Using a white polishing pad would be ok?
(Light polishing pad)
Thanks Nick
To be honest, I think I can count 2 times when I've dampened a foam buffing pad before buffing. Both times would have been back when I was at Meguiar's teaching the Advanced Sanding Class where the Meguiar's recommendation was to spray a light mist or two to the face of one of their maroon foam cutting pads before use. This foam is very sharp so the idea being to reduce some of the sharpness or cut to make it safer to the paint.
Here's my take...
When foam becomes wet it becomes soft, and this means you lose cut. Not a big deal if you're machine applying a wax and not trying to cut the paint.
- When a foam cutting pad becomes wet, it becomes a foam polishing pad.
- When a foam polishing pad becomes wet, it becomes a foam finishing pad.
The other issue I can point out when it comes to purposefully getting pads wet, is that IF using a free spinning, random orbital polisher, wet pads do not rotate or oscillate as well as dry pads. As a pad becomes wet, it becomes heavier, and this hinders good pad rotation and pad oscillation.
It's a natural by-product from use, but as you use a foam pad, each time you add 3 pea sized drops of product to the face of the pad and then set the face of the pad against paint before turning it on, each time you do this, some of that product goes INTO the foam pad.
Then when you turn the polisher on, apply some light pressure to the head of the polisher and start making section passes over paint, the VIOLENT oscillating and rotating action tends to drive the liquids (in the compound/polish), deeper into the foam. As you continue to do this, (add fresh product to the face of the pad, press the pad against the paint and then turning the polisher on and using it), the pad becomes wetter and wetter, this is called pad saturation.

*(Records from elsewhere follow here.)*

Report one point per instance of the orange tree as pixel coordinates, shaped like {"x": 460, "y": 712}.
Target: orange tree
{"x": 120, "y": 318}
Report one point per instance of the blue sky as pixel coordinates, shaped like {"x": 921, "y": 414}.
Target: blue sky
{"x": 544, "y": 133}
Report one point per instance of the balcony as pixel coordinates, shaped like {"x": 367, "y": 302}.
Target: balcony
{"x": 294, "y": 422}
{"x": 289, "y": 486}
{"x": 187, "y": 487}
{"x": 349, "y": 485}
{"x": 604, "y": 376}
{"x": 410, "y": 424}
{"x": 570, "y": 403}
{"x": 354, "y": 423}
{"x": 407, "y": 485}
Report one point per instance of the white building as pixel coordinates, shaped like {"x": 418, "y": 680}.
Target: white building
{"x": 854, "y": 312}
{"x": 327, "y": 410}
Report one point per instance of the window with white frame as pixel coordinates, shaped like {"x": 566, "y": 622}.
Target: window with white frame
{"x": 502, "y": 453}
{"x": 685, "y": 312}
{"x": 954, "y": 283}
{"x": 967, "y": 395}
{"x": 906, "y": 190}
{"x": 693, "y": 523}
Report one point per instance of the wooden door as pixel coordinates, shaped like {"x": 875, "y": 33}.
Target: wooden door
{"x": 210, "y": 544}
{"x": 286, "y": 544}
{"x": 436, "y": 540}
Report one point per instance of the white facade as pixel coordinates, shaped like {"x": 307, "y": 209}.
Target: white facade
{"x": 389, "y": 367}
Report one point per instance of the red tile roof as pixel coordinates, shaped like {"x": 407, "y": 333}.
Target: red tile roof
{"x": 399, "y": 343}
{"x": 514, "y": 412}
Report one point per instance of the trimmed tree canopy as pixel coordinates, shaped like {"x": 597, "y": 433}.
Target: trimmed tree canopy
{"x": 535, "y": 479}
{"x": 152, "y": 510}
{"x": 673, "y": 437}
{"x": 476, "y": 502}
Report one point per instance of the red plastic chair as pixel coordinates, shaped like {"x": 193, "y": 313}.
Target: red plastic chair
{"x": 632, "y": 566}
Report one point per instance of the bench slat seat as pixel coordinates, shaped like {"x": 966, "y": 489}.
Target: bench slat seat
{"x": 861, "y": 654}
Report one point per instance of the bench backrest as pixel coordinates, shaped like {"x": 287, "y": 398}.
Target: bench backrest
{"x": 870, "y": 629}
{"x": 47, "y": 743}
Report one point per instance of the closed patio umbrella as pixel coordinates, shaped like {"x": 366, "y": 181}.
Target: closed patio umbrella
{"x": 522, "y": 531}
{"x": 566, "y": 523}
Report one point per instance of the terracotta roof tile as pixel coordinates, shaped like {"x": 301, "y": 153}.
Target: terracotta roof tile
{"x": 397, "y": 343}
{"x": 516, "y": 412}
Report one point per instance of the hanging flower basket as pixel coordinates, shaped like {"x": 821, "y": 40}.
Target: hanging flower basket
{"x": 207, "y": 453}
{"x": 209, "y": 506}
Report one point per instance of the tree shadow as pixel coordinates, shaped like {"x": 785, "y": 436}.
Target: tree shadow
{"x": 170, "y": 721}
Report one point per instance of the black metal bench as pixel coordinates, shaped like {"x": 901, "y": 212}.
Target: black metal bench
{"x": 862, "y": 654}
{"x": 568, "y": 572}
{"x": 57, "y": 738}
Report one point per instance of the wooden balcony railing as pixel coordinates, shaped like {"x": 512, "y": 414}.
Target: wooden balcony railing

Because I already know pad saturation is a bad thing, not a good thing, I don't normally help the pad to get wet by using a spray on wetting agent of any type. It's just not a "Best Practice" I adhere to but somehow, all the cars I detail come out looking better than when I started.
Wet pads hold in heat better than dry pads. It's just a physics thing.
Pad saturation is a real problem but only for those trying to buff out an entire car using only a single pad or few pads. This is why historically I've always recommended MORE pads to buff out a car. More pads, or to be more specific, switching to a clean DRY foam buffing pad often increases your efficiency at removing defects, (removing paint), and thus you're working faster and for effectively.
Trying to use a pad or two for an entire car results in the pad wearing out prematurely. This is usually seen where the adhesive bonds the velcro loop material to the foam material. With long stroke polishers, sometimes you'll generate so much heat you blow up the pad.
That's my take. At Dr. Beasley's, there is no official recommendation to use a supplemental wetting agent with buffing pads when using our products. You can do this if you like however, personal preference.
Also, when it comes to using NSP products on foam pads, something I've discovered is because of the nanogel base, these polishes don't seem to soak INTO the pad like products that use mineral oil or other oils and solvents for carrying agents. This means the majority of the product remains on the surface and only saturates in a little ways. This means less pad saturation and the reality of it is, you can use less pads to buff out a car because the pads don't become wet or soggy with product and thus continue to rotate and oscillate well.
Then as I'm working around a car, I use a large flat bristle face brush to clean the spent product and removed paint off the face of the pad and then apply fresh product and get back to work.
I'll take a picture of the brush I use to clean my foam pads today and share it in this thread.
And of course, how everyone else gets to shiny... that's really all that's important.